Britton's The American was very good. It's another CIA/terrorism story, but it has a twist. The protagonists are a college professor who has special forces training and a female CIA agent who was an analyst and gets pressed into field duty. The terrorist has a crazy background that is not the usual terrorist profile. I really liked it. If you are a fan of these kinds of novels, I highly recommend this one. You will definitely enjoy it a lot.
The last 2 are George Pelecanos' latest, The Cut, and an old Harlan Coben that is just now being published - or, maybe, re-published. The Cut is book 1 of a new series for Pelecanos. Our hero is a 29-year old Marine veteran who has his own business. He basically finds things for clients. It's not as good as The Way Out or The Turnaround, but it's entertaining and pretty light. I think you would enjoy it.
Miracle Cure is the 2nd book Coben ever wrote. It was back in the early '90's, and he was in his early '20's. I've got just a few pages left. It's good like all of his books are good.

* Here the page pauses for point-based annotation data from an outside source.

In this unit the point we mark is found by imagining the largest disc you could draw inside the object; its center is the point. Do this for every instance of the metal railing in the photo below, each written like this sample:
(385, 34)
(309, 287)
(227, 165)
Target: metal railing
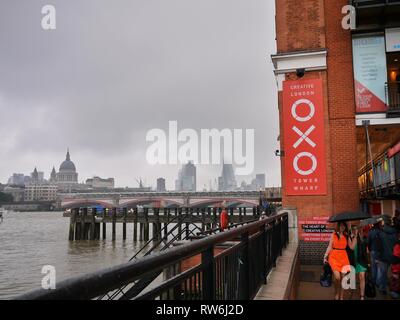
(370, 3)
(236, 273)
(393, 97)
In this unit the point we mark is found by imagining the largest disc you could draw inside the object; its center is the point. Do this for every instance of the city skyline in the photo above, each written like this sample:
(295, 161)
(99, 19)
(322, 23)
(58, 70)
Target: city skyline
(53, 176)
(99, 90)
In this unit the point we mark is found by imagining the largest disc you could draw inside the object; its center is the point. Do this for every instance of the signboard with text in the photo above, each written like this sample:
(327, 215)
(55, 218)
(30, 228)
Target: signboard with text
(304, 144)
(315, 229)
(370, 73)
(393, 40)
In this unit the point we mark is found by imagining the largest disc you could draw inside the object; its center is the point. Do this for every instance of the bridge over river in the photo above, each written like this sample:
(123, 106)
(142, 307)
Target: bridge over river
(169, 199)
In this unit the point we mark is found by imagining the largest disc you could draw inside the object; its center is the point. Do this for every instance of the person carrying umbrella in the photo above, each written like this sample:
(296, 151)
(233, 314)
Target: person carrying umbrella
(336, 256)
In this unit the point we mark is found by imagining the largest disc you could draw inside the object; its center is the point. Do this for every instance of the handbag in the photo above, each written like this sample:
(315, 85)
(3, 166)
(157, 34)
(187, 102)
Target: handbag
(326, 276)
(370, 291)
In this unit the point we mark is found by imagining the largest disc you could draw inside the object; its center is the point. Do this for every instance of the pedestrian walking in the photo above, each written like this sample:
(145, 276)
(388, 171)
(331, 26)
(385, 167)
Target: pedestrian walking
(336, 256)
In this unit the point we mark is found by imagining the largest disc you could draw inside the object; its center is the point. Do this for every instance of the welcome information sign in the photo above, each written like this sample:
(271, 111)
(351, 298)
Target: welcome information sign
(370, 73)
(304, 143)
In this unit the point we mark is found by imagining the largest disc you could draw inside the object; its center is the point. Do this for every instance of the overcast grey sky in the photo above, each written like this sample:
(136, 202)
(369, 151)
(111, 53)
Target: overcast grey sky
(112, 70)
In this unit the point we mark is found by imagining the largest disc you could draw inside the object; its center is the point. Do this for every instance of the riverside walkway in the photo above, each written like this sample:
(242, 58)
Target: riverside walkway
(228, 265)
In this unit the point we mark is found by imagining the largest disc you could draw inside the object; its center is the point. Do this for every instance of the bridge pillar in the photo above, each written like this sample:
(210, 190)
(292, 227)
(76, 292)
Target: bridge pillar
(292, 215)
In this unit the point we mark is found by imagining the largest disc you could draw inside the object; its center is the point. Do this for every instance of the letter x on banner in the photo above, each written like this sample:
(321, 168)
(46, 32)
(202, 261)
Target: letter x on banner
(304, 144)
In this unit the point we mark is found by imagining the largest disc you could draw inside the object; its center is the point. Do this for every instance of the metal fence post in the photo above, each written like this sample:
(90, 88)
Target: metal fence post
(208, 281)
(244, 281)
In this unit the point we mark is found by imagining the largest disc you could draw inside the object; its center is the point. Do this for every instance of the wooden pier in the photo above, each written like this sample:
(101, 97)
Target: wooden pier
(90, 224)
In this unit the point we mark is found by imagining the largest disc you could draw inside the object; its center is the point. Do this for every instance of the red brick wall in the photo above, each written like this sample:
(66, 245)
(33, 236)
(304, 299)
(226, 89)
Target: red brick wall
(309, 206)
(310, 25)
(341, 109)
(299, 25)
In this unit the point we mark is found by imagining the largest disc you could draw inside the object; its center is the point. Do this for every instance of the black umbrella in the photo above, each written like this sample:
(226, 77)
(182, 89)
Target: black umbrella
(349, 216)
(375, 219)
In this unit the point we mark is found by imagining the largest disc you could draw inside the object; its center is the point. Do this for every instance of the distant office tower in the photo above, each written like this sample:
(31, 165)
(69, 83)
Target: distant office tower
(17, 179)
(99, 183)
(161, 185)
(186, 178)
(35, 176)
(227, 181)
(53, 176)
(260, 181)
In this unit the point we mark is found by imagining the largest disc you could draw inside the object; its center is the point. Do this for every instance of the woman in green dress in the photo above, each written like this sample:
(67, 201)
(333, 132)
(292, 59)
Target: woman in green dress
(360, 259)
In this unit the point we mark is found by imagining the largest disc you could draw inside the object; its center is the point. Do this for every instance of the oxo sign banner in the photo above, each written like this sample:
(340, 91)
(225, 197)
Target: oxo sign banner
(304, 145)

When he came out earlier this year with his very first novel, Live Wire, I figured that it couldn't be too good, and that he was just trying to cash in on his popularity. In fact, Phil told me to read it, and I said no. Then I gave in and was very pleasantly surprised. It was darn good. And this one is even better. The fact is that Coben only writes good books. Unlike Alex Kava, he never rests on his popularity. Every book, whether it's about Myron Bolitar or not, is very good. I don't think I've read one book of his that I didn't think was, at least, very good. This one is no exception.
That's it for now. In my next blog, I will talk a bit about my first experience with an ereader. I know that you are all manic with anticipation.